- Morgan Stanley recently argued that Ethereum’s dominance could diminish as strong competitors emerge.
- Ethereum further faces competitive threats, scalability issues and complex challenges compared to Bitcoin.
- The investment bank believes that Ether could become more volatile than Bitcoin.
Morgan Stanley Wealth Management recently noted that Ethereum currently takes lead in market share in the decentralized finance (DeFi) and non-fungible token (NFT) sectors. However, analysts believe that Ethereum’s dominance could dwindle as competitors emerge.
Ethereum dominance may diminish
Morgan Stanley recently published a report on Ethereum, highlighting that the blockchain could lose its dominance if strong market competition turns up.
According to the report, Ethereum faces more competitive threats, scalability issues and complexity challenges than Bitcoin. The firm further stated that Ether is more volatile than Bitcoin.
Ethereum may lose its dominance as the network faces more competition in the smart contract market than Bitcoin faces in the store-if-value market. Morgan Stanley stated that Ethereum may lose smart contract platform market share to faster and cheaper alternatives.
Morgan Stanley further suggested that Ether poses a bigger investment risk compared to Bitcoin as fewer transactions per user are needed to utilize BTC.
However, Ethereum demand is tied closely to transactions, therefore, the network’s scaling limitations could hurt the demand for ETH more than Bitcoin demand.
In addition, the regulatory status of the DeFi and NFT sector may see stricter oversight in the future, which could reduce demand for Ethereum transactions.
According to Morgan Stanley, Ethereum is less decentralized than Bitcoin, with the top 100 addresses holding 39% of ETH, compared to 14% for BTC.
On a positive note, Morgan Stanley’s report highlighted that Ethereum has greater market potential than Bitcoin, noting its deflationary system through its transaction-based burning mechanism.
Once ETH transitions to a proof-of-stake consensus mechanism, the Ethereum network’s performance could improve significantly.
Ethereum price tests crucial support
Ethereum price has formed a rising wedge pattern on the 12-hour chart, suggesting that ETH is at risk of facing pullback.

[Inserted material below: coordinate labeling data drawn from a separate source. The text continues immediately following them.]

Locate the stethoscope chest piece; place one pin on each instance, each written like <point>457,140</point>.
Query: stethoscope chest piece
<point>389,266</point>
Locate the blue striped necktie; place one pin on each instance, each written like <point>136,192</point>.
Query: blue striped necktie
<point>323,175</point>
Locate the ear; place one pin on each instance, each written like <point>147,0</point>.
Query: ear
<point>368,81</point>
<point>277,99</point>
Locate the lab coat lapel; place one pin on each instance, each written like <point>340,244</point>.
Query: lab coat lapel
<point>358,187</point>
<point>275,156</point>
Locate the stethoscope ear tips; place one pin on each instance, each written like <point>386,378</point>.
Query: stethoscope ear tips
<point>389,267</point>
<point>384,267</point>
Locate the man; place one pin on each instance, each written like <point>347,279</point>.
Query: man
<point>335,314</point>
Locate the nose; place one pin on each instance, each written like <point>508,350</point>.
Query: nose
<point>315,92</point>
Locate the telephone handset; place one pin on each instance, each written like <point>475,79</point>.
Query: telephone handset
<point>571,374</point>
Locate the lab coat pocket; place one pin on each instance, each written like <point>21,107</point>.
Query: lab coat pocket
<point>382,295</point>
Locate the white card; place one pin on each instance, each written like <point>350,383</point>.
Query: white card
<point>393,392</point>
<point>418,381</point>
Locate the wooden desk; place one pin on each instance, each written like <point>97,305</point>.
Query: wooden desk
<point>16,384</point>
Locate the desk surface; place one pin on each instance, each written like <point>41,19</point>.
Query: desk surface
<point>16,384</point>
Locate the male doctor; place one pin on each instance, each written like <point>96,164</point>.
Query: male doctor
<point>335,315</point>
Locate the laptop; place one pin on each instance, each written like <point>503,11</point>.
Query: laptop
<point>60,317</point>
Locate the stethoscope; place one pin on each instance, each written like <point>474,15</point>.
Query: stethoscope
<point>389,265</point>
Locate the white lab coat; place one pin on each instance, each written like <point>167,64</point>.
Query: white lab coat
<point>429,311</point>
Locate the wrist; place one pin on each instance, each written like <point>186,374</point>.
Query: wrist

ETH has dropped toward the lower boundary of the governing technical pattern at $2,883, coinciding with the 50 twelve-hour Simple Moving Average (SMA). Slicing below this critical line of defense could put a 28% decline on the radar.
ETH/USDT 12-hour chart
If buying pressure increases, the first area of resistance will appear at the 100 twelve-hour SMA at $3,039, coinciding with the 21 twelve-hour SMA.